Two decades later, this reaction still annoys Cluley, the Sophos investigator. "It's the kind of thing that makes you rub your head against a wall of frustration," he said. "That's when malware just started to get a little nastier, a little more malicious and more financially motivated."
"It was not the message we wanted to convey to young people, that it was good."
Long heritage
"It had a huge effect," said Vatis, the former director of the NIPC. "It has been in the headlines worldwide for at least several days in such a way that the computer attacks have not been in the past."
While previous attacks had caused more direct damage and those in the future would be more sophisticated and much more effective in their objective, their scope was also much more limited.Other viruses have targeted specific locations, companies, or governments. ILOVEYOU could affect just about anyone running Windows Outlook.
"He struck home in a way that other previous attacks have not done," said Vatis. "It made people realize that it's not just something that happens to defense agencies or website owners, it's something that can happen to any Joe or Jane sitting at home on the computer or in the office, and it can stop you and really interfere with your ability to function. "
And although email clients are better able to filter out malicious messages, the main weakness exploited by ILOVEYOU remains impossible to correct.
"You can update your operating systems or have the best email filters in the world, but you can't fix the human brain," said Cluley.
"Humans are still the weak link," said Vatis. "It is almost always easier to exploit a human through a social engineering gambit than to break, you know, a technological defensive measure."
One thing that has changed somewhat since ILOVEYOU is the preparation of most companies for such an incident. Most have at least some sort of virus protection and back up their data. But all the experts who attacked ILOVEYOU two decades ago have agreed that there is a surprising degree of complacency in the face of potentially devastating cyberattacks.

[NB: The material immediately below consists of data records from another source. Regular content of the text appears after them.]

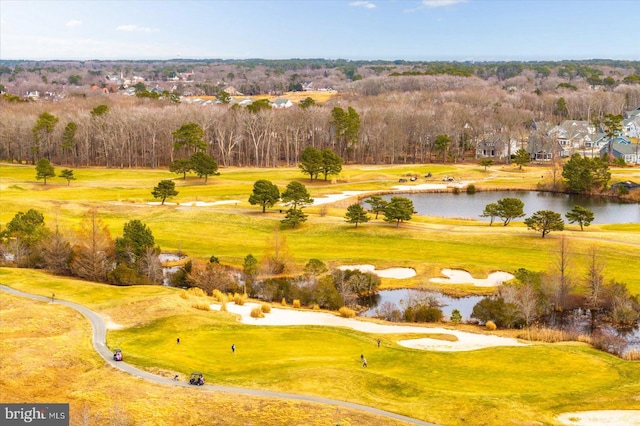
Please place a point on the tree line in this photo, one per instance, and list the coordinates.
(431, 119)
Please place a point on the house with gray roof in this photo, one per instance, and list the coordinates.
(494, 146)
(628, 151)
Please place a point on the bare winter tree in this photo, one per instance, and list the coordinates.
(94, 250)
(594, 281)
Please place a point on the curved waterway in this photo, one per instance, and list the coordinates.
(471, 206)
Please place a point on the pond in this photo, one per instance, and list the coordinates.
(463, 304)
(471, 206)
(399, 297)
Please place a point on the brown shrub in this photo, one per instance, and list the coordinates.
(202, 306)
(346, 312)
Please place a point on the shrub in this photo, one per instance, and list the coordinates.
(218, 296)
(456, 317)
(632, 355)
(196, 291)
(623, 190)
(346, 312)
(202, 306)
(422, 313)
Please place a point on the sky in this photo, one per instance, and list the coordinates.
(412, 30)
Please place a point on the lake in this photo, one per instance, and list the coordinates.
(471, 206)
(463, 304)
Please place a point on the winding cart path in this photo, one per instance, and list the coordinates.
(99, 343)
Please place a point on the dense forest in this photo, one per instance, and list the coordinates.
(395, 110)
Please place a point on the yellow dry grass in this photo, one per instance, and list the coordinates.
(46, 356)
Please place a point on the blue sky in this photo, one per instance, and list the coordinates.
(281, 29)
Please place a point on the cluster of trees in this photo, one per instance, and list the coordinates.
(396, 210)
(89, 253)
(266, 194)
(543, 221)
(314, 161)
(316, 285)
(550, 298)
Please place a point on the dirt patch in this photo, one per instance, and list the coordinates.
(601, 418)
(458, 276)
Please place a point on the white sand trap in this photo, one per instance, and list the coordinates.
(601, 417)
(421, 186)
(195, 203)
(458, 276)
(397, 273)
(283, 317)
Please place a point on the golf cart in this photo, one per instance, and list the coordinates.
(196, 379)
(117, 355)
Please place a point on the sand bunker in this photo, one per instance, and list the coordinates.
(195, 203)
(601, 417)
(397, 273)
(286, 317)
(458, 276)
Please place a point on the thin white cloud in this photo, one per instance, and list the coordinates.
(365, 4)
(441, 3)
(131, 28)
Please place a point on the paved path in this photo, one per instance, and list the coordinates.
(99, 343)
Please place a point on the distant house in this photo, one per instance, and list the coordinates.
(282, 103)
(571, 134)
(232, 91)
(629, 152)
(544, 148)
(631, 126)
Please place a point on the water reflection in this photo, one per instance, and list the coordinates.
(471, 206)
(402, 296)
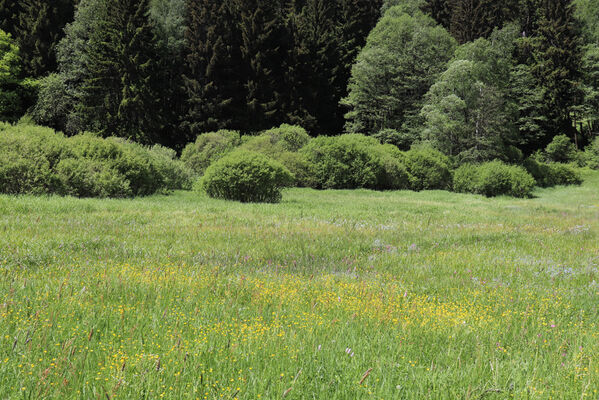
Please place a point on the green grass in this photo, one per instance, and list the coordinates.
(438, 295)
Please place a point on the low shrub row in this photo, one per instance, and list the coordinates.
(492, 179)
(256, 168)
(36, 160)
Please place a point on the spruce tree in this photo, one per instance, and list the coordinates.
(264, 48)
(556, 64)
(317, 49)
(214, 70)
(120, 94)
(37, 26)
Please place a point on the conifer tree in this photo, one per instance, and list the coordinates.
(214, 71)
(37, 26)
(264, 49)
(556, 64)
(120, 94)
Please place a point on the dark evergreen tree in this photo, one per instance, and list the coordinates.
(120, 89)
(317, 50)
(264, 49)
(37, 26)
(472, 19)
(556, 64)
(168, 19)
(214, 71)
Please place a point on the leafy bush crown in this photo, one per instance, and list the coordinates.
(247, 177)
(208, 148)
(494, 178)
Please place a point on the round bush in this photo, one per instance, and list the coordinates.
(549, 175)
(354, 161)
(429, 169)
(208, 148)
(290, 137)
(281, 144)
(396, 175)
(561, 149)
(494, 178)
(465, 179)
(592, 154)
(401, 140)
(82, 177)
(247, 177)
(560, 174)
(42, 161)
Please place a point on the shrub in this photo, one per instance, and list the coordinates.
(247, 177)
(560, 174)
(175, 174)
(38, 160)
(429, 169)
(354, 161)
(395, 173)
(281, 144)
(208, 148)
(561, 149)
(494, 178)
(464, 179)
(83, 177)
(548, 175)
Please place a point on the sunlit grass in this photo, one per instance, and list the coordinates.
(438, 295)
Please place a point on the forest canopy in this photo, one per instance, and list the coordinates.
(475, 79)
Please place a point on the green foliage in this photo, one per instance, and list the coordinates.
(282, 145)
(401, 60)
(37, 26)
(246, 177)
(468, 113)
(38, 160)
(401, 140)
(14, 92)
(290, 137)
(592, 154)
(429, 169)
(555, 57)
(354, 161)
(494, 178)
(54, 102)
(553, 174)
(208, 148)
(465, 178)
(561, 149)
(121, 96)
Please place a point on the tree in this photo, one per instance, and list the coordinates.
(168, 20)
(214, 72)
(557, 55)
(401, 60)
(465, 117)
(38, 26)
(120, 92)
(264, 49)
(62, 96)
(314, 68)
(469, 112)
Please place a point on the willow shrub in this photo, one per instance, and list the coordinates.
(247, 177)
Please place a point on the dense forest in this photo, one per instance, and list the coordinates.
(477, 79)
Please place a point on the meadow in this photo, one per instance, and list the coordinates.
(327, 295)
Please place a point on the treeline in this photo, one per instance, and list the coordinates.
(166, 70)
(477, 79)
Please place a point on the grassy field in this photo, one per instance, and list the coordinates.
(328, 295)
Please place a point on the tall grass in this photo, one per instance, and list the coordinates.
(336, 295)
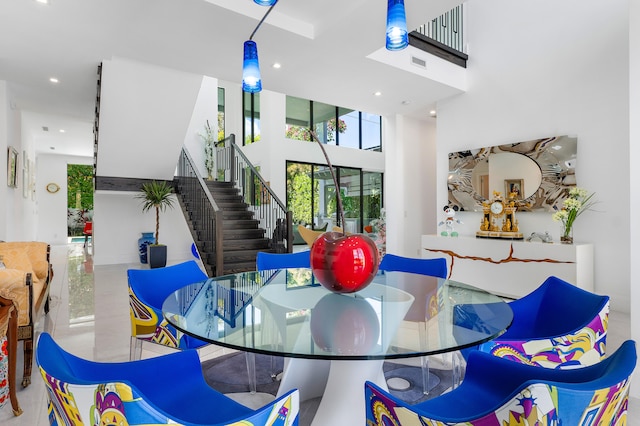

"The scary thing is that 20 years later there are still a lot of organizations that don't take this seriously until they are affected," said Hong Kong expert Gazeley. in cybersecurity. "So many people are still not planning."
What largely prevents such an attack is that most companies and individuals outsource running mail servers to those who can do it best - mainly Microsoft and Google - and rely on them to filter incoming messages, eliminate spam and warn of possible attacks.
If a worm like ILOVEYOU could find a way to bypass these filters and spread quickly enough to prevent companies from deploying a patch, the possibility of it doing major damage remains. There is no reason to expect the average user to become less complacent today. With email providers doing most of the work to spot questionable messages, they can actually be more so.
Vatis said the potential effect on online communications of such a worm could be "devastating", as could the impact on the global economy as businesses go offline or lose business at the same time. He compared the situation to people who avoid getting the flu shot every year.
"It is not a problem for society as a whole until the vaccination rate drops below a certain percentage," he said. "And then there are a lot of people who get really sick."